Let \(f \in \Gamma(E)\) and let \(\mu>0\), \(L>0\).

\(f\) is strictly convex if for all \(x_0 \in \mathop{\mathrm{dom}}(f)\), there exists \(g \in \partial f(x_0)\) such that the strict inequalities hold:

\[\forall x \in E \setminus \{x_0\},~ f(x) > f(x_0) + \left\langle x-x_0, g \right\rangle_E.\]

\(f\) is \(\mu\)-strongly convex if for all \(x_0 \in \mathop{\mathrm{dom}}(f)\), there exists \(g \in \partial f(x_0)\) such that

\[\forall x \in E,~ f(x) \geq f(x_0) + \left\langle x-x_0, g \right\rangle_E + \frac{\mu}{2} \left\lVert x-x_0 \right\rVert_E^2.\]
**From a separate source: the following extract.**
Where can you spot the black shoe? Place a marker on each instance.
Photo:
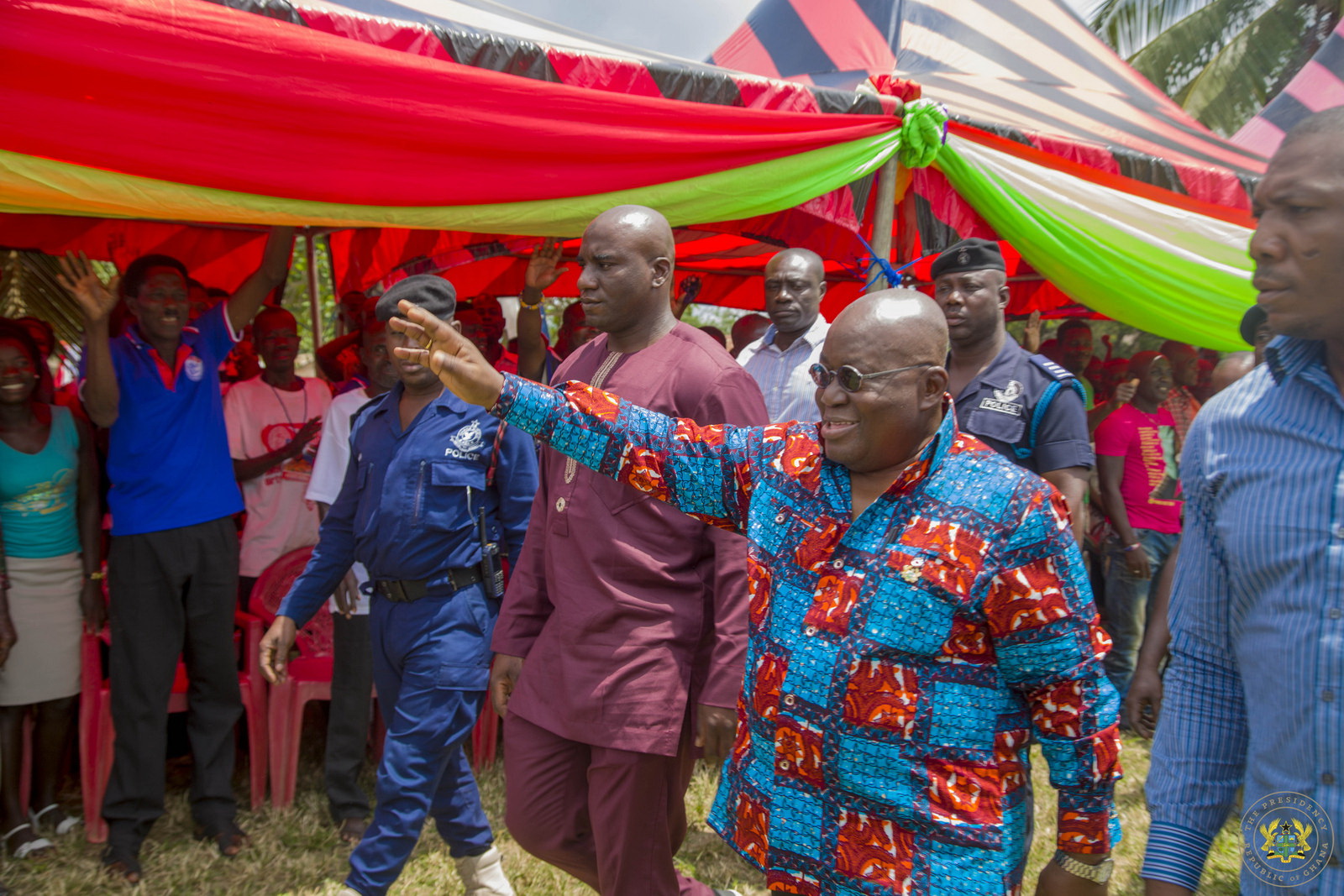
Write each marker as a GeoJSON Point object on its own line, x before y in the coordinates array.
{"type": "Point", "coordinates": [228, 837]}
{"type": "Point", "coordinates": [123, 864]}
\(f\) is differentiable everywhere if it is differentiable at each point of its domain, that is, if for all \(x_0 \in \mathop{\mathrm{dom}}(f)\), there exists a unique \(g \in E'\) such that

\[\forall x \in E,~ f(x) \leq f(x_0) + \left\langle x-x_0, g \right\rangle_E.\]

\(f\) is \(L\)-smooth if for all \(x_0 \in \mathop{\mathrm{dom}}(f)\), there exists \(g \in \partial f(x_0)\) such that

\[\forall x \in E,~ f(x) \leq f(x_0) + \left\langle x-x_0, g \right\rangle_E + \frac{L}{2} \left\lVert x-x_0 \right\rVert_E^2.\]

Note that \(\mu\)-strong convexity implies strict convexity, and that \(L\)-smoothness implies differentiability everywhere.

Let \(f \in \Gamma(E)\).

\(f\) is strictly convex iff \(f^*\) is differentiable.

\(f\) is \(\mu\)-strongly convex iff \(f^*\) is \(1/\mu\)-smooth.

  1. Or rather, to the pure functional analyst there is no satisfying way to construct a norming functional, but to the convex analyst there is... See below. 

  2. In other words, in this document we are only concerned with content covered in Rockafellar’s 1970 “Convex Analysis” book, whereas in other contexts Rockafellar’s 1998 “Variational Analysis” book may be a better reference.